Pondasi batu, tiang kayu penyangga dipasang tegak kokoh diatas batu. Lantai
rumah dari bambu yang dibelah, dan ‘disayat-sayat’ (talupuh). Bilik rumah dari anyaman bambu, dan atapnya dari daun
kirey, sejenis pohon palem.
Kampung Cibeo, memiliki
rumah pangung sekitar 98 rumah. Satu rumah bisa terdiri dari dua keluarga,
suami istri, dan anak juga menantu. Jadi satu rumah bisa diisi lebih dari enam
orang. Mereka dipimpin oleh Ketua Adat yang disebut Pu’un. Pu’un sendiri dibantu oleh Jaroo (wakil Pu’un) dan sembilan Baresa. “Baresa itu kayak menteri” Sapri menjelaskan kepada kami
dengan memberi perumpamaan. Pu’un sendiri tidak harus orang yang ‘berumur’.

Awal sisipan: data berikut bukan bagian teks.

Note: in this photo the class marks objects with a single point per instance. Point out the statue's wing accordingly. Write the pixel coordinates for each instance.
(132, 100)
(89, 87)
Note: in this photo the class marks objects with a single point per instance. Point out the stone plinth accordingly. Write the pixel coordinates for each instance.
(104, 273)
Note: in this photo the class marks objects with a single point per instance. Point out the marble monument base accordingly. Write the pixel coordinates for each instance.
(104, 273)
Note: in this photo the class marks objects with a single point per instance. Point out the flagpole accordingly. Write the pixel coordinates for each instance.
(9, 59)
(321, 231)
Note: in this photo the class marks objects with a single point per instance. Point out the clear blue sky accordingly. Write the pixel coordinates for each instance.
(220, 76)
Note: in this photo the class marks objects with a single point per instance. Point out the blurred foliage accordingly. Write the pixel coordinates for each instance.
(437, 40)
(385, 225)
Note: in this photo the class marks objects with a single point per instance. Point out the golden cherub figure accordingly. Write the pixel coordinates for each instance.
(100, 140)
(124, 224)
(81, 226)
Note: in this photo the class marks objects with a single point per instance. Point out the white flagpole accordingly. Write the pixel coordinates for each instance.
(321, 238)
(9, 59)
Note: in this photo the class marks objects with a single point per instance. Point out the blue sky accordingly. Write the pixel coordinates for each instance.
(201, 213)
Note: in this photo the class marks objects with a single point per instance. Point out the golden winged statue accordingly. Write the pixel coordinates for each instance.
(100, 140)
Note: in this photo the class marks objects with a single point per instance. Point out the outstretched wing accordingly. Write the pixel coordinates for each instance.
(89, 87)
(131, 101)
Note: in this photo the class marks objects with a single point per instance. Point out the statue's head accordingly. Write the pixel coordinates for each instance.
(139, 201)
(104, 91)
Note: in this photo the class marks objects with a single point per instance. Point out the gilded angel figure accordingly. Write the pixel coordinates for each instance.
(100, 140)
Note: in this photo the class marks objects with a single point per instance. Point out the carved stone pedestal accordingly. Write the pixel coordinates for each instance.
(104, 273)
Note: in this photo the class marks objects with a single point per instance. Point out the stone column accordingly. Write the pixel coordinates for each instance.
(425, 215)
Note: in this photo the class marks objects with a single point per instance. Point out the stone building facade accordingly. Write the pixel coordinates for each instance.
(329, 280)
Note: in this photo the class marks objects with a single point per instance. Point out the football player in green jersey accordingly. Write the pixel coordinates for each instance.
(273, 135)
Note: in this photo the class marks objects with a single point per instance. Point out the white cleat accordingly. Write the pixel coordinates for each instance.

Bahkan umurnya bisa masih muda (Sapri tidak menjelaskan rentang umur berapa
yang disebut masih muda tersebut, namun dia menyebutkan Pu’un yang sekarang
berumur dibawah umurnya yang menginjak 50-an tahun). Pu’un memang harus
dipegang oleh orang yang masih memiliki keturunan Pu’un, walau pun orang yang
tak memiliki keturunan Pu’un bisa diangkat menjadi Pu’un. Pu’un tinggal dirumah
yang khusus. Artian khusus bukan bentuk fisik bangunan yang berbeda namun
posisi atau letak rumah tersebut. Rumahnya dekat dengan pelataran yang
mengelilingi kampung. Halaman berumput kecil yang hijau. Jika akan mengunjungi
Pu’un maka harus meminta izin kepada Jaroo. Tak sembarangan orang mengunjungi
Pu’un begitu saja.
Sudah umum diketahui,
Suku Baduy Dalam memang memiliki tradisi yang sangat kontras dengan masyarakat
pada umumnya. Banyak aturan yang tak umum, seperti tidak boleh naik kendaraan
(kereta, mobil, motor, becak, sepeda, kereta, pesawat, dan perahu), tidak boleh
memakai sandal dan alas kaki lainnya, tidak boleh makan daging kambing, tidak
boleh menonto televisi atau mendengaarkan radio. Berpakaian sama, hitam atau
putih (tidak ada pakaian yang berwarna-warni), dan kain samping sebagai
‘celana’, memakai ikat kepala berwarna putih. Tapi untuk soal makanan selain
daging kambing mereka tak ada pantangan apapun, bahkan makanan olahan dari
pabrik modern sekalipun.
Senyum Baduy Dalam. |
Jika sakit, mereka
memiliki obat alami sendiri. Batuk misalnya, mereka akan mengambil air yang ada
diantara buku-buku bambu muda. Jika demam atau panas, maka akan diberikan
rebusan daun rambutan dan pucuk daun salak.
Sebagian besar mereka
bercocok tanam. Padi (padi gunung), rambutan, jahe merah, durian,
kacang-kacangan, kopi, cengkeh, dan asam kanji adalah contoh hasil bercocok
tanam. Hasil alam lainnya seperti madu dari bunga durian dan gula kelapa. Untuk
sumber hewani biasanya dari daging ayam yang mereka pelihara sendiri, bahkan
kadang berburu kancil. Untuk ikan mereka membeli sendiri di Ciboleger. Untuk
durian dan madu biasanya mereka jual keluar Baduy, di sekitar Ciboleger. Kadang
untuk madu mereka jual kepada para pengunjung.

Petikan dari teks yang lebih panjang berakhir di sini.